The mechanics of reading and writing to a database from a Databricks notebook are largely the same regardless of which database you're targeting. The main differences have to do with how you set up the database user, manage permissions and create the connection.
If your Databricks workspace is Unity Catalog-enabled but you want to manage permissions in Entra ID on the data source itself, you can use managed identity, device code credentials or service principal. Depending on which option you choose, the code you use to get the token will look a little different. The solution below will guide you through each of the options.
See the Unity Catalog solution if you'd prefer to manage permissions in Unity Catalog instead. This is a good option if most of your solution is running in Databricks and you don't need to replicate permissions in Entra.
If you're still using the legacy hive metastore with Databricks, your only option is service principal authentication. Please refer to the demo on setting up service principal authentication.
First, create a Databricks workspace. Many of the new Databricks features like serverless, data lineage and managed identity support require Unity Catalog. Unity Catalog is normally enabled now by default when you create new workspace and gives you the most authentication options when connecting to Azure resources like databases. For this demo, we will assume that your Databricks workspace is enabled for Unity Catalog.
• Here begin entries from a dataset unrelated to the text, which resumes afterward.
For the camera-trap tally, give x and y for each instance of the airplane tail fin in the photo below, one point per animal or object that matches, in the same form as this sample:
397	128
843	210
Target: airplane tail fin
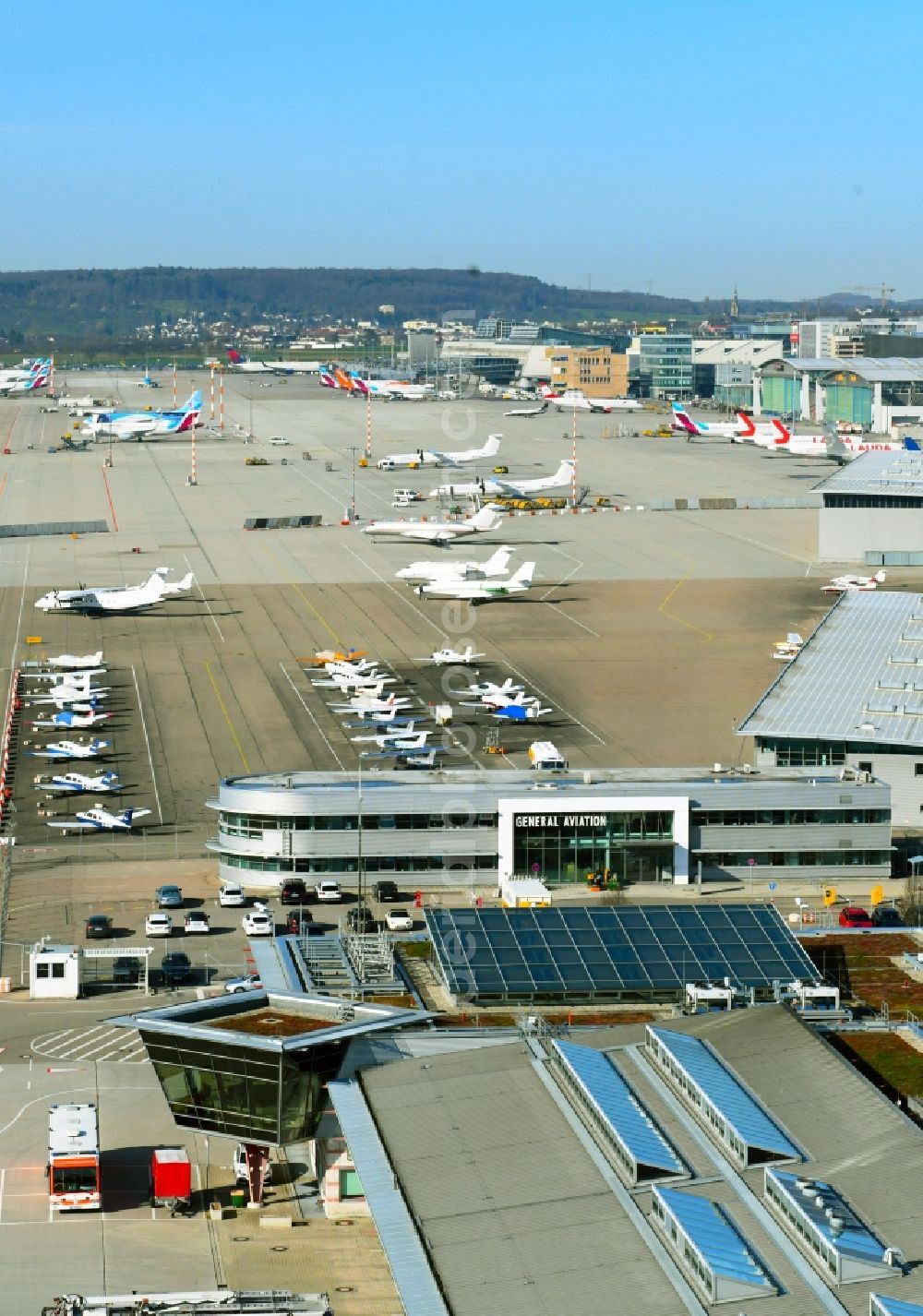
524	575
679	413
496	564
748	428
485	520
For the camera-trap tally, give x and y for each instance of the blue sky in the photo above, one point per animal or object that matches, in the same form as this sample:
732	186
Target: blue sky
697	145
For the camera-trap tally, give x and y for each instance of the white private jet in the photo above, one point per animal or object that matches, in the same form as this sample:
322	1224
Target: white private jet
497	487
419	573
68	717
436	532
848	584
530	411
365	701
479	591
431	457
452	658
74	661
76	784
98	602
71	749
101	820
574	399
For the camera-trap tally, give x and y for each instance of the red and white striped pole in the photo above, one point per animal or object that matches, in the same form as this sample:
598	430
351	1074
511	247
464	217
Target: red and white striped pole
573	457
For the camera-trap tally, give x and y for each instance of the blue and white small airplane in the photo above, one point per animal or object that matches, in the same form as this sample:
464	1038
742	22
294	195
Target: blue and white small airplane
70	719
71	749
101	820
74	784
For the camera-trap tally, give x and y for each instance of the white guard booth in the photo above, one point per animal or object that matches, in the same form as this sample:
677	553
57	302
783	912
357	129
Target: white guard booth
54	972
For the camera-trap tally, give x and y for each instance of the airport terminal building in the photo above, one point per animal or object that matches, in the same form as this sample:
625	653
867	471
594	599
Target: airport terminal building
663	825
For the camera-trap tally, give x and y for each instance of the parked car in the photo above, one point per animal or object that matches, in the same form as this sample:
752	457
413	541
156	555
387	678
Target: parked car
854	916
99	926
175	966
361	919
258	924
247	982
240	1166
300	924
398	920
294	892
886	916
386	891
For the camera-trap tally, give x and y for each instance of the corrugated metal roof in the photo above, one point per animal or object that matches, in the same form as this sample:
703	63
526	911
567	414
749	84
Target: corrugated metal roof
898	474
858	678
402	1244
725	1094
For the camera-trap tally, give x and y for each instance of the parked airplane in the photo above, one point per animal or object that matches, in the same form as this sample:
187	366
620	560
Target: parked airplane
450	657
530	411
78	782
727	429
148	424
77	660
494	485
71	749
848	583
429	457
101	820
67	717
270	367
479	591
846	448
422	571
102	599
25	377
574	399
438	532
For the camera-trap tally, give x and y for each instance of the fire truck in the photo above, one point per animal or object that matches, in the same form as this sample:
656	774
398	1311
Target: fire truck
74	1183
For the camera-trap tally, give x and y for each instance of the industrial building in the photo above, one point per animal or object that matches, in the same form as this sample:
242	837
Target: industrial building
670	825
877	392
870	511
730	1158
852	701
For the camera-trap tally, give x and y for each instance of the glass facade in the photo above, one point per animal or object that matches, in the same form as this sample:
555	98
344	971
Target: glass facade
243	1091
627	846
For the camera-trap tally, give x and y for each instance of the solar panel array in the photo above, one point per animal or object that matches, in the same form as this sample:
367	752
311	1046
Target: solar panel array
589	951
725	1094
718	1242
611	1097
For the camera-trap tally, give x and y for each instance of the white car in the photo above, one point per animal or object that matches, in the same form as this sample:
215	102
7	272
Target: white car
398	920
249	982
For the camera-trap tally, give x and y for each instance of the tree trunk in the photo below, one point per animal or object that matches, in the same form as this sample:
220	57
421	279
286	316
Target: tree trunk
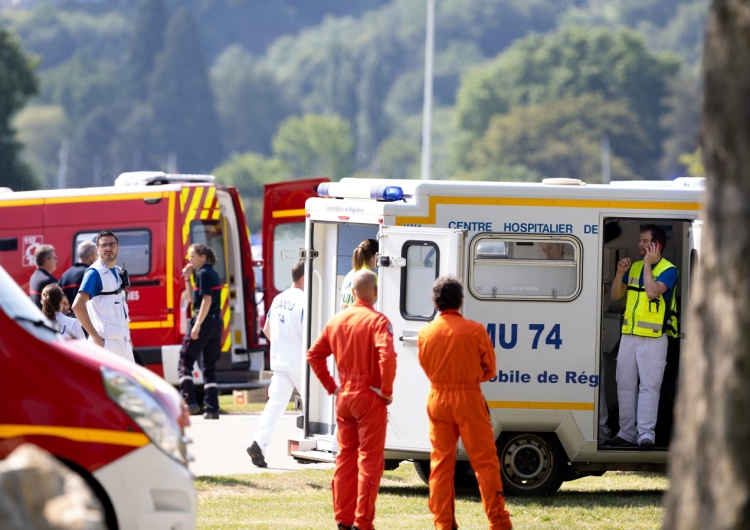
709	464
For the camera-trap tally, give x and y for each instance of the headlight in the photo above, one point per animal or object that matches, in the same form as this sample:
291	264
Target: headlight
147	411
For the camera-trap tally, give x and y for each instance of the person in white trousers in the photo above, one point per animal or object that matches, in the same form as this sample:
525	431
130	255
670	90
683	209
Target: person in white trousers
283	329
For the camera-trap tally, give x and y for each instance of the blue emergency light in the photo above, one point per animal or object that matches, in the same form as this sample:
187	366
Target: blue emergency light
378	192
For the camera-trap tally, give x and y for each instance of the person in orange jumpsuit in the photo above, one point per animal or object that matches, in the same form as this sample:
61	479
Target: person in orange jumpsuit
457	355
361	341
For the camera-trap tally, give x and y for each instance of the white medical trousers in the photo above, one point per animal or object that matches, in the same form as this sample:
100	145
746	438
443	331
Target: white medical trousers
279	391
122	347
640	369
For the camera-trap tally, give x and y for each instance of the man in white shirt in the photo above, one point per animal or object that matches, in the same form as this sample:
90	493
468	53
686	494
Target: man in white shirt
283	329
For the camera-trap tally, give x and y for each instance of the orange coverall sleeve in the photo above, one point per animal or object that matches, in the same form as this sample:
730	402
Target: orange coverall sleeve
316	357
386	355
486	354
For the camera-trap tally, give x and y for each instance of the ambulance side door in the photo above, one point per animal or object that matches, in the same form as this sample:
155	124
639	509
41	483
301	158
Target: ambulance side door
411	259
Choose a provisioned cluster to use managed identity authentication. Currently, serverless clusters don't support managed identity authentication.
After the cluster has been created, click on the cluster name in the list and then switch to the libraries tab to install azure-identity with PyPi
When you create a Unity Catalog-enabled workspace, Databricks automatically creates a user assigned managed identity called "dbmanagedidentity" for it. We can add it as a user to the database and give it the necessary permissions to allow us to read and write to the database from our notebook. Unfortunately, the name of the identity isn't unique so we'll need to use the object id when we add it to the database.
An easy way to get the workspace identity's object id is to start assigning an arbitrary RBAC role to it and grab its object id on the Review + Create tab. You can then abort the assignment after you've copied the object id.
Create an Azure SQL database with Entra Id authentication. You can use the Adventure Works LT sample to pre-populate it with data if you like. For the purposes of this demo, we will only be working with the information_schema
.
Then connect to the database using the Entra Id admin user and create a user for the dbmanagedidentity. You can use the Query editor in the portal or SQL Server Management Studio.
CREATE USER [dbmanagedidentity] FROM EXTERNAL PROVIDER WITH OBJECT_ID = 'xxxxx-xxxx-xxxx-xxxxx';
Add the dbmanagedidentity user to database roles db_datareader, db_datawriter and db_ddladmin. This will allow the managed identity to read and write data to existing tables. Using overwrite mode will automatically drop and recreate a table before writing to it.
ALTER ROLE db_datareader
ADD MEMBER [dbmanagedidentity];
ALTER ROLE db_datawriter
ADD MEMBER [dbmanagedidentity];
ALTER ROLE db_ddladmin
ADD MEMBER [dbmanagedidentity];
Now switch back to your Databricks workspace and create an Azure Databricks notebook. Attach it to the cluster that we created earlier.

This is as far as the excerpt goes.